Hamide and Shehadeh said they were relieved that the government's long pursuit of them was over.
"My family and I feel a tremendous amount of relief," said Hamide, 52, after learning of the appeal board's decision. "After 20 years, the nightmare is finally over. I feel vindicated at long last," said the Chino Hills resident, who is in the coffee distribution business. "This is a victory not only for the L.A. 8 but for the 1st Amendment of the Constitution and for the rights of all immigrants."
Shehadeh, who is 50 and now lives in Oregon, said that although he was "extremely happy" to put the battle behind him, he had mixed emotions. "The government robbed us, and our families, of the best and most productive years of our lives. But we will continue . . . acting on our beliefs, loving our country and defending the Constitution," he said.
The government's decision to drop charges against Hamide and Shehadeh was "a victory for the 1st Amendment rights of all immigrants and a vindication of their clients' actions," the attorneys for the L.A. 8 said in a formal statement.
"This is a monumental victory . . . for all immigrants who want to be able to express their political views and support the lawful activities of organizations in their home countries fighting for social or political change," said San Francisco attorney Marc Van Der Hout of the National Lawyers Guild, who has worked on the case since its inception. The government's attempt to deport Hamide and Shehadeh "all these years marks another shameful period in our government's history of targeting certain groups of immigrants for their political beliefs and activities."
Georgetown University law professor David Cole, who also represented the two men for 20 years on behalf of the Center for Constitutional Rights, said, "We are overjoyed for our clients, who have spent 20 years fighting for the right to stay in this country and associate freely."

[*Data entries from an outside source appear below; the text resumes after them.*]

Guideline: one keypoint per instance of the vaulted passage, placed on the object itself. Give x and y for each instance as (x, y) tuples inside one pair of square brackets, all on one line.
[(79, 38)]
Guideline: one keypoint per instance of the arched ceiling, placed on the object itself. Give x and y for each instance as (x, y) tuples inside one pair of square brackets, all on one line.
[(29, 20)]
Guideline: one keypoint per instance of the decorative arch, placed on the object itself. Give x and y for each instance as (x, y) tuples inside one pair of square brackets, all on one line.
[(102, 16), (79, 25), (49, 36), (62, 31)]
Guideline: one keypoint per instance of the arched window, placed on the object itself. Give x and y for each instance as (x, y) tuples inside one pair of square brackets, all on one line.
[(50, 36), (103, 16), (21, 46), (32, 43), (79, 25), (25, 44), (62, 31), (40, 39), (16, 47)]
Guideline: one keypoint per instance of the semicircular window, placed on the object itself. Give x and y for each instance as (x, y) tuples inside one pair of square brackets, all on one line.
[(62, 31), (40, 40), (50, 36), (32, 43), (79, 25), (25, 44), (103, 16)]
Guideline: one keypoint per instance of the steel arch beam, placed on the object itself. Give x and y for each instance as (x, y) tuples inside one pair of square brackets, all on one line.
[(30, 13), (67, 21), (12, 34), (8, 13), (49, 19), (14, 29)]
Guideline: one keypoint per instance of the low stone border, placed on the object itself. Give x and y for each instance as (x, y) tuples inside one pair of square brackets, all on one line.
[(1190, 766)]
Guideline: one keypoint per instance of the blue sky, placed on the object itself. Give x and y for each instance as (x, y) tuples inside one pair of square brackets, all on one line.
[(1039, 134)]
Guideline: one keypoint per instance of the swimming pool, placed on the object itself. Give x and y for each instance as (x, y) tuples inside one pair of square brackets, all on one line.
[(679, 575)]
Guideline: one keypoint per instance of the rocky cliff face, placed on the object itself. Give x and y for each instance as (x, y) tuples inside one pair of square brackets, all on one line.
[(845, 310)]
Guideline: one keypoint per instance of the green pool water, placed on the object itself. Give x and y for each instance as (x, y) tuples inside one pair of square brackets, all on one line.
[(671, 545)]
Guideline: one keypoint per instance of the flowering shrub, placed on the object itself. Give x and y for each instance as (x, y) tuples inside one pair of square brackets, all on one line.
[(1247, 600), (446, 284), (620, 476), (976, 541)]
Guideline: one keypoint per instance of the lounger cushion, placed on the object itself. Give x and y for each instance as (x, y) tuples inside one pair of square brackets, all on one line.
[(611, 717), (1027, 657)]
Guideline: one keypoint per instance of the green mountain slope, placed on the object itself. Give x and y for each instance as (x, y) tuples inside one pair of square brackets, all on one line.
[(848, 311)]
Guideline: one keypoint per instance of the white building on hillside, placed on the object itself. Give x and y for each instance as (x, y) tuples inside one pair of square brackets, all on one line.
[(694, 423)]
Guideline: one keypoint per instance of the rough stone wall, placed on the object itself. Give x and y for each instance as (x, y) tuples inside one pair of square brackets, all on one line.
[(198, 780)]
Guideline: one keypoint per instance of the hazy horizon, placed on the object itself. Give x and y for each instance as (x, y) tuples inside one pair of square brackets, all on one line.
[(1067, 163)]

The American Civil Liberties Union of Southern California also played an active role in representing the men over the last two decades. ACLU attorney Ahilan Arulanantham said, "We are gratified that the government has decided to terminate this case and to spend its resources on genuine threats to national security."
The government's decision to throw in the towel came nine months after Bruce J. Einhorn, a federal immigration judge in Los Angeles, lambasted federal officials for violating the men's rights. Einhorn accused the government of a "gross failure" to comply with instructions to turn over to the men "potentially exculpatory and other relevant information."